You ever used tools which requires you to do login or authentication via termimnal like gcloud auth login or argocd login and wondering how to do oauth2 flow in cli or terminal? Here you go. I try to create a simple demo to demonstrate how Ouath2 can be done in terminal.
This is a sample of ouath client. Thus, you gonna need to have oauth2 server up and running prior running using this example. There are options available:
- Use dexidp/dex as the oauth2 server. Simply run the dex server.
- Use google, github or any others oauth2 provider.
This client sample use example-app oauth2 client id and secret registered on the dex server. Thus, you can run it by using:
$ make build.binaries
$ ./authcli login --sso
Please create ouath2 client id and secret for any oauth2 provider you chose. You can use http://127.0.0.1:8085/callback as the redirectURL callback or override the value by using --redirect-uri flags.

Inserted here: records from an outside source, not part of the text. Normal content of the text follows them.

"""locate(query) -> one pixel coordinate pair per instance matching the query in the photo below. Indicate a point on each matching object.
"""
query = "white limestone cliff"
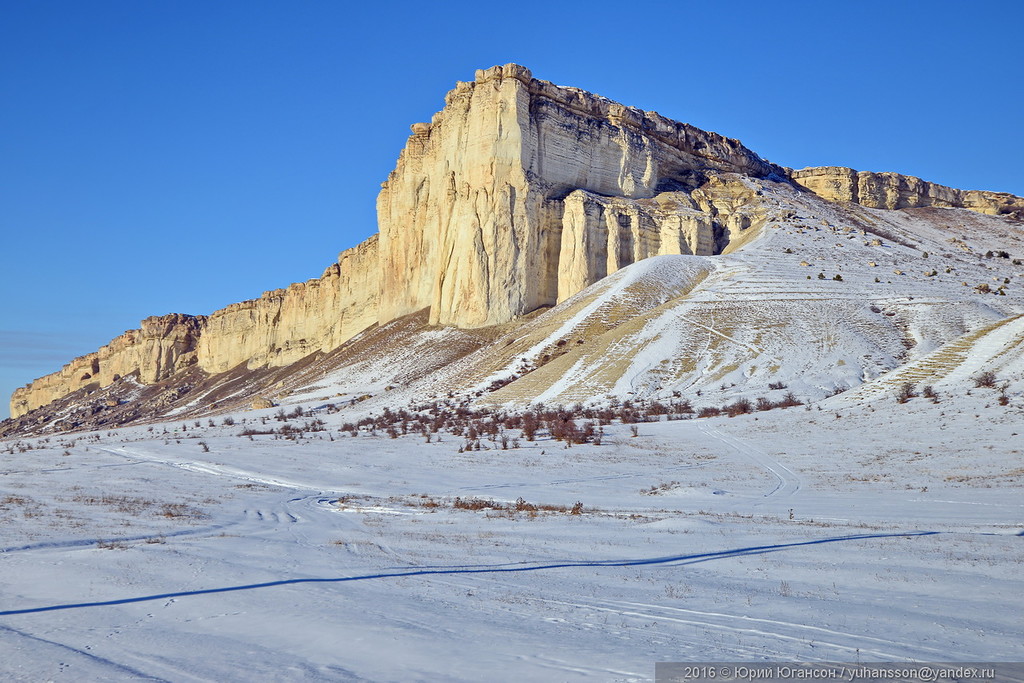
(516, 196)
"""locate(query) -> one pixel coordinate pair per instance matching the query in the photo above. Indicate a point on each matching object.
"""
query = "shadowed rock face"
(516, 196)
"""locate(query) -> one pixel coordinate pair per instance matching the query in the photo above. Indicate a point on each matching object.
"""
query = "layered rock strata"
(516, 196)
(892, 190)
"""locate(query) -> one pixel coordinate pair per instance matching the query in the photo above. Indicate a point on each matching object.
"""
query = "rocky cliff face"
(520, 193)
(161, 347)
(892, 190)
(516, 196)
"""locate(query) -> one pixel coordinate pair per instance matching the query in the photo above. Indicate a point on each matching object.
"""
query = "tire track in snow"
(788, 482)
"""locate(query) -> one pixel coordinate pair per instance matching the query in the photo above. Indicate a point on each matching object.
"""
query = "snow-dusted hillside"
(181, 552)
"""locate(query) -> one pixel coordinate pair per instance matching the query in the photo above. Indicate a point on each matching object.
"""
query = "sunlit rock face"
(516, 196)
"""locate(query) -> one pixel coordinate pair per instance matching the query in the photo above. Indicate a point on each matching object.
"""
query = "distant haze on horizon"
(178, 158)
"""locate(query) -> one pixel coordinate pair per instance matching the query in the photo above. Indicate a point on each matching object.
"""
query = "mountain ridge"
(516, 197)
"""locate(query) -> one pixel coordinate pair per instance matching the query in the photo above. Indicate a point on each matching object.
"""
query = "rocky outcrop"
(284, 326)
(473, 218)
(892, 190)
(162, 346)
(516, 196)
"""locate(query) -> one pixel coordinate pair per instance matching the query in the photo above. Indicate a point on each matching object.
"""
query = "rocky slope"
(517, 197)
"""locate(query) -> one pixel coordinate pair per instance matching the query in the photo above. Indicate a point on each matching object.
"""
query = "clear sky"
(178, 156)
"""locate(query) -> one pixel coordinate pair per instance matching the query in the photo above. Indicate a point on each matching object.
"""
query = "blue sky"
(160, 157)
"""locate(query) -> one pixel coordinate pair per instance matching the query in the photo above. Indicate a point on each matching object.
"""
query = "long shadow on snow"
(496, 568)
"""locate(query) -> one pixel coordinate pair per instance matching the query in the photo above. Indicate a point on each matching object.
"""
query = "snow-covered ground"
(881, 531)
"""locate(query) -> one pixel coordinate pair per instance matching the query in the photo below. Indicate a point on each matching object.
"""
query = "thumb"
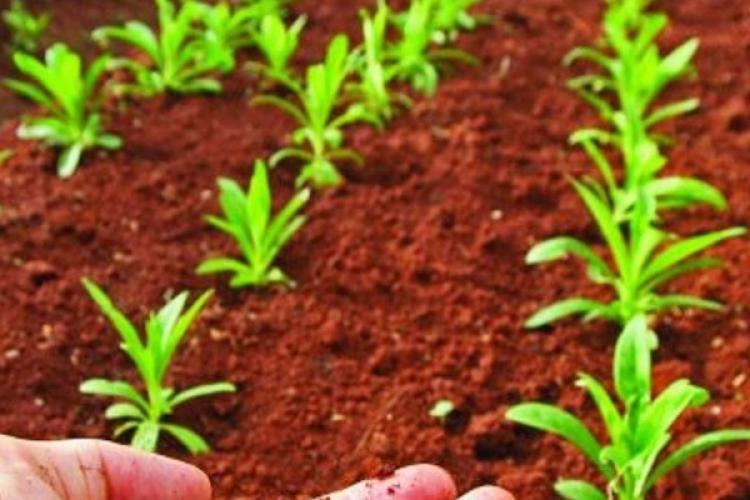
(96, 470)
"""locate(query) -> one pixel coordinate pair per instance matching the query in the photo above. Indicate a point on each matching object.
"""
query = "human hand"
(416, 482)
(94, 470)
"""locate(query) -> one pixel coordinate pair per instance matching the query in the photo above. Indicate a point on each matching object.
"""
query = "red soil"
(412, 286)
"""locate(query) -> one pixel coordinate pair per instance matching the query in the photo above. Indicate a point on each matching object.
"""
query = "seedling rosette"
(644, 258)
(182, 60)
(259, 234)
(320, 128)
(634, 460)
(144, 416)
(68, 94)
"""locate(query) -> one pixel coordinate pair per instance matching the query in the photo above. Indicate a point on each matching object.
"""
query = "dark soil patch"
(412, 286)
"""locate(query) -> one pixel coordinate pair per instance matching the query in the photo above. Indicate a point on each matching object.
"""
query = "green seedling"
(635, 74)
(68, 95)
(260, 235)
(145, 415)
(5, 155)
(645, 259)
(226, 29)
(442, 409)
(627, 213)
(26, 29)
(373, 72)
(181, 60)
(320, 127)
(413, 55)
(277, 43)
(634, 460)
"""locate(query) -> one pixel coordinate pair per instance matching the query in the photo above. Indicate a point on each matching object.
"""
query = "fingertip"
(134, 475)
(415, 482)
(488, 493)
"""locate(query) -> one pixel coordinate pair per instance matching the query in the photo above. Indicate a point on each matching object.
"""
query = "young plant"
(144, 415)
(635, 75)
(373, 73)
(645, 259)
(277, 44)
(181, 59)
(5, 155)
(413, 55)
(259, 234)
(225, 30)
(320, 128)
(628, 213)
(26, 29)
(68, 95)
(639, 433)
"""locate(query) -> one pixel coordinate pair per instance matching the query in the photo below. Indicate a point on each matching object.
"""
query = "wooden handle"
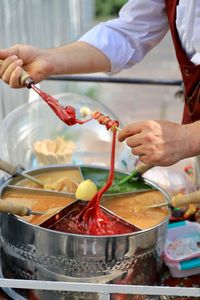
(25, 79)
(12, 208)
(8, 168)
(184, 200)
(141, 168)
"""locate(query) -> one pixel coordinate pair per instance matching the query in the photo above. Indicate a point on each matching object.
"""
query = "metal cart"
(105, 290)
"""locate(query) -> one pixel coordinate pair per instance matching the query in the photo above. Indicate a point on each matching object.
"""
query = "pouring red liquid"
(89, 219)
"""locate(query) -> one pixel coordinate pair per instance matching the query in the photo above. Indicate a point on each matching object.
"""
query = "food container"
(32, 252)
(35, 121)
(182, 249)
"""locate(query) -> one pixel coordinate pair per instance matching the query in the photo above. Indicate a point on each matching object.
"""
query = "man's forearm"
(79, 57)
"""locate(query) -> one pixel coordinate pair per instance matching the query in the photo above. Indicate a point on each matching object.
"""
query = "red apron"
(190, 72)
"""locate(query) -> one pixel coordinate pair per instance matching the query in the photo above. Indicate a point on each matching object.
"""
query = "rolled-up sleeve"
(126, 40)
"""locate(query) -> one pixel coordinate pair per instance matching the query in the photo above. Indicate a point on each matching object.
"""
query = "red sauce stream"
(91, 219)
(66, 114)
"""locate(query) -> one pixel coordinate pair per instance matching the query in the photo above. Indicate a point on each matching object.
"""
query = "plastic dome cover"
(36, 121)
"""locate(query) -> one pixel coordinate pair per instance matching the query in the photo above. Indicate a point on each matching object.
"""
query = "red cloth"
(190, 72)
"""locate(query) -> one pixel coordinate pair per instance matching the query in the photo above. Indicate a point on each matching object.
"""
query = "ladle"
(16, 209)
(17, 170)
(179, 201)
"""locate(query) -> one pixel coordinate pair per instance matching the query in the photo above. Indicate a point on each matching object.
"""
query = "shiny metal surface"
(32, 252)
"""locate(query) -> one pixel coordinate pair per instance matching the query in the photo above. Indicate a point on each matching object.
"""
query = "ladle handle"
(184, 200)
(141, 168)
(12, 208)
(8, 168)
(25, 79)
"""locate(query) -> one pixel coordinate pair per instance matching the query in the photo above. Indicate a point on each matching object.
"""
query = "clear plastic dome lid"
(33, 122)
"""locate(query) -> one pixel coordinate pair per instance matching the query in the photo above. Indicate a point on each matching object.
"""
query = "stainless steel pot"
(33, 252)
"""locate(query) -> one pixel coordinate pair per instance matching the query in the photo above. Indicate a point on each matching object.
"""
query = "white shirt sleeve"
(125, 41)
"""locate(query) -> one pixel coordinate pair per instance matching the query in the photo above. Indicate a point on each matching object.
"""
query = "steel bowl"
(32, 252)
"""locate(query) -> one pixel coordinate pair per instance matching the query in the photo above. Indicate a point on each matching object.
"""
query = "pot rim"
(142, 231)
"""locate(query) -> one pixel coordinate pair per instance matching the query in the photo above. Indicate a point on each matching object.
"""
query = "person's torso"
(190, 71)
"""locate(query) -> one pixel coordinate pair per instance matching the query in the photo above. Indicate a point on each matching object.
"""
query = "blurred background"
(49, 23)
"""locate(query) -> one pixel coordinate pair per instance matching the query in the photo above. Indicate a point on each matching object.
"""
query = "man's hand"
(36, 62)
(161, 143)
(75, 58)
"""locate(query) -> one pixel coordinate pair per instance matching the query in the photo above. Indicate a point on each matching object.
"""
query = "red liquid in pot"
(90, 218)
(101, 224)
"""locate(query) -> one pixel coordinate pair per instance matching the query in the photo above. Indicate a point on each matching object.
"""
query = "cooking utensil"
(17, 209)
(179, 200)
(140, 169)
(17, 170)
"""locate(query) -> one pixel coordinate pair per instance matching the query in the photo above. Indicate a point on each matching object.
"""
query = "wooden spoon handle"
(184, 200)
(12, 208)
(25, 79)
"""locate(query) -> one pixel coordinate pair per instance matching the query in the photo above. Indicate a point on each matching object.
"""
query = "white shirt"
(141, 25)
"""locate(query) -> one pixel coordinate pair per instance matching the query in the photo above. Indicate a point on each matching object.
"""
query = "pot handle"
(184, 200)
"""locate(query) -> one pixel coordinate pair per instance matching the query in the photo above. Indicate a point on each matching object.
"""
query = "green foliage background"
(106, 8)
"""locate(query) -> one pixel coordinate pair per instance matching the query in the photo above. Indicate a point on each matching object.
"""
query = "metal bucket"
(32, 252)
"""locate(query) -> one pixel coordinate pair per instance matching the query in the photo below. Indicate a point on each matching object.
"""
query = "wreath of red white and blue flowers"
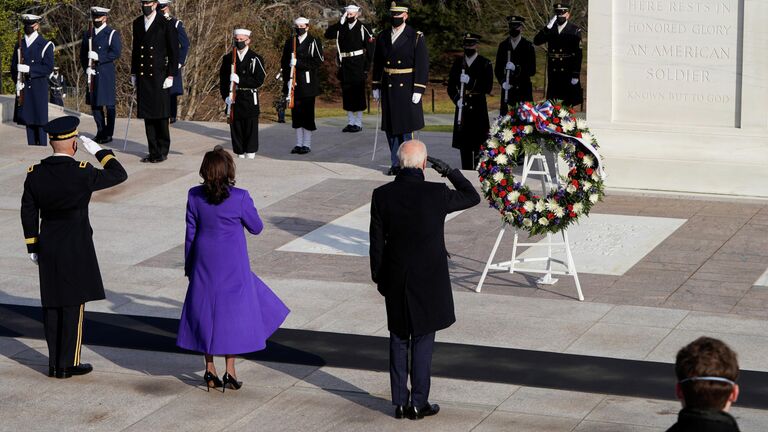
(527, 131)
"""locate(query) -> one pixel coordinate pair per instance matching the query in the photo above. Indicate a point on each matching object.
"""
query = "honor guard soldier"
(515, 65)
(31, 65)
(248, 76)
(355, 43)
(564, 56)
(178, 86)
(400, 73)
(470, 79)
(99, 51)
(56, 84)
(154, 63)
(54, 215)
(302, 57)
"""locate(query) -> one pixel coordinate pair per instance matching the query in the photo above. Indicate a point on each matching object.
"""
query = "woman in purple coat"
(228, 309)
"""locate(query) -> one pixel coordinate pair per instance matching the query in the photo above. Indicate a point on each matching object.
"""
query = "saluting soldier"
(470, 123)
(248, 77)
(99, 64)
(307, 61)
(57, 83)
(515, 65)
(54, 215)
(31, 73)
(564, 56)
(154, 63)
(178, 86)
(400, 73)
(355, 44)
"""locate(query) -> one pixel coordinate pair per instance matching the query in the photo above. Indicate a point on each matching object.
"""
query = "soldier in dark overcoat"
(99, 64)
(475, 72)
(355, 44)
(515, 65)
(309, 57)
(248, 77)
(31, 75)
(54, 216)
(178, 84)
(154, 63)
(400, 73)
(409, 265)
(564, 57)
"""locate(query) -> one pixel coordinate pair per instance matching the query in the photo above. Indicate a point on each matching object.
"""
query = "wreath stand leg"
(547, 279)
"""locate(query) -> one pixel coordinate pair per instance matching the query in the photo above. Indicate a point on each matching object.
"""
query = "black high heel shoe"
(228, 379)
(212, 380)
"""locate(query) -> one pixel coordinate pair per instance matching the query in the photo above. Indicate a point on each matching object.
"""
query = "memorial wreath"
(528, 131)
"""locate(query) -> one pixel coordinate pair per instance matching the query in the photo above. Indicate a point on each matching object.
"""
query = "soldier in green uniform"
(54, 215)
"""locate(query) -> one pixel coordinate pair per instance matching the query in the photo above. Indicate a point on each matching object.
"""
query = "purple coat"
(228, 309)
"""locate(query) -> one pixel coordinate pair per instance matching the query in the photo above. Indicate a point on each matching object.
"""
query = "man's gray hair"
(412, 154)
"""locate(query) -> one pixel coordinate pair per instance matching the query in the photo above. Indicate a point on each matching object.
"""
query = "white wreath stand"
(512, 265)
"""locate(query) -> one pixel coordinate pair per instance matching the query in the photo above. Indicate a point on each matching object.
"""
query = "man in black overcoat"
(54, 216)
(154, 62)
(564, 57)
(409, 264)
(515, 65)
(475, 73)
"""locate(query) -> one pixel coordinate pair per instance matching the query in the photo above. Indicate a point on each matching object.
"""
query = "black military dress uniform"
(54, 216)
(245, 127)
(155, 57)
(521, 52)
(564, 57)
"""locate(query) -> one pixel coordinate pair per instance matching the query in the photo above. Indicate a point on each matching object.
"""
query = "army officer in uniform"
(54, 216)
(564, 56)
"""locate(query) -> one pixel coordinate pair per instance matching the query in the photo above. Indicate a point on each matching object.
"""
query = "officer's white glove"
(90, 145)
(552, 22)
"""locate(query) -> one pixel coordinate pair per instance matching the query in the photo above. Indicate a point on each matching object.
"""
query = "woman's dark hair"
(218, 173)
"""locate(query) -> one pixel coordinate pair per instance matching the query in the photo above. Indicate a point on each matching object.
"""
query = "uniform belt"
(393, 71)
(352, 54)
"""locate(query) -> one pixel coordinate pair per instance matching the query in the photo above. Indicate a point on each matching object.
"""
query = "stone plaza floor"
(657, 270)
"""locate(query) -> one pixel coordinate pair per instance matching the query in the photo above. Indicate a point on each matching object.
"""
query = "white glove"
(90, 145)
(552, 22)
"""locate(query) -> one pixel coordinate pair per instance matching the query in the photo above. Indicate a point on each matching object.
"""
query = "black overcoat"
(399, 115)
(474, 127)
(564, 57)
(54, 215)
(154, 58)
(409, 262)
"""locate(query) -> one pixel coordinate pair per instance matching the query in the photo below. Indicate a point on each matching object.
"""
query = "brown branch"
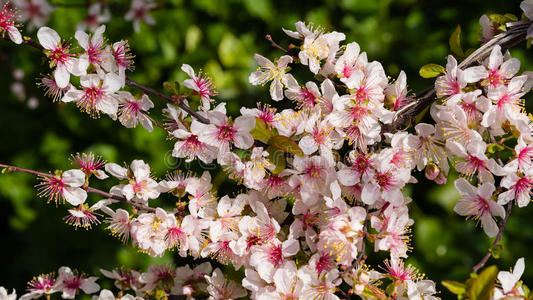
(30, 42)
(182, 105)
(88, 189)
(485, 258)
(516, 32)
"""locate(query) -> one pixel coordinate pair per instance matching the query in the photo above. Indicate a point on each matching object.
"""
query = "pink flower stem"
(158, 94)
(268, 37)
(501, 226)
(89, 189)
(28, 41)
(515, 33)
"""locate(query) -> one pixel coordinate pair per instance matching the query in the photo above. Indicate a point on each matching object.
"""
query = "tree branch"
(516, 32)
(88, 189)
(30, 42)
(27, 41)
(485, 258)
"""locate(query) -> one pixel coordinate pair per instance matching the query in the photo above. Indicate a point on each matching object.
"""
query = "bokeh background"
(221, 37)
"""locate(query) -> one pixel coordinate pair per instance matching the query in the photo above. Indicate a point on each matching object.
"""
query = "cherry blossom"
(478, 204)
(275, 72)
(7, 24)
(69, 282)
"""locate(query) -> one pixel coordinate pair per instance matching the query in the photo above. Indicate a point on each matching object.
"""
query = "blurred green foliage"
(221, 37)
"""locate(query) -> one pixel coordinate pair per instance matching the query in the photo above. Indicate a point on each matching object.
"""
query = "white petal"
(75, 178)
(62, 76)
(48, 38)
(14, 34)
(74, 195)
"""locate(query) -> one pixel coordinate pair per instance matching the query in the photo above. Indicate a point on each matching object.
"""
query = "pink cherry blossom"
(478, 204)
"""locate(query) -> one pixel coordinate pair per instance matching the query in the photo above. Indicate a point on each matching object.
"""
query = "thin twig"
(485, 258)
(87, 188)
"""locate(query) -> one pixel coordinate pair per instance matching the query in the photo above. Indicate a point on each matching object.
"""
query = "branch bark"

If you want to use google, you can do something like
$ ./authcli login --sso --client-id [CLIENT_ID] --client-secret [CLIENT_SECRET] --issuer https://accounts.google.com
If you handle the ouath2 provider callback and exchange the oauth code with access and refresh token on the client, you might need to put the oauth client secret somewhere or directly compiled it on the binary. At this point I'm not sure whether hard coding the app secret on the binary is safe or not. So do it on your own risk. If you think that is safe enough, please let me know.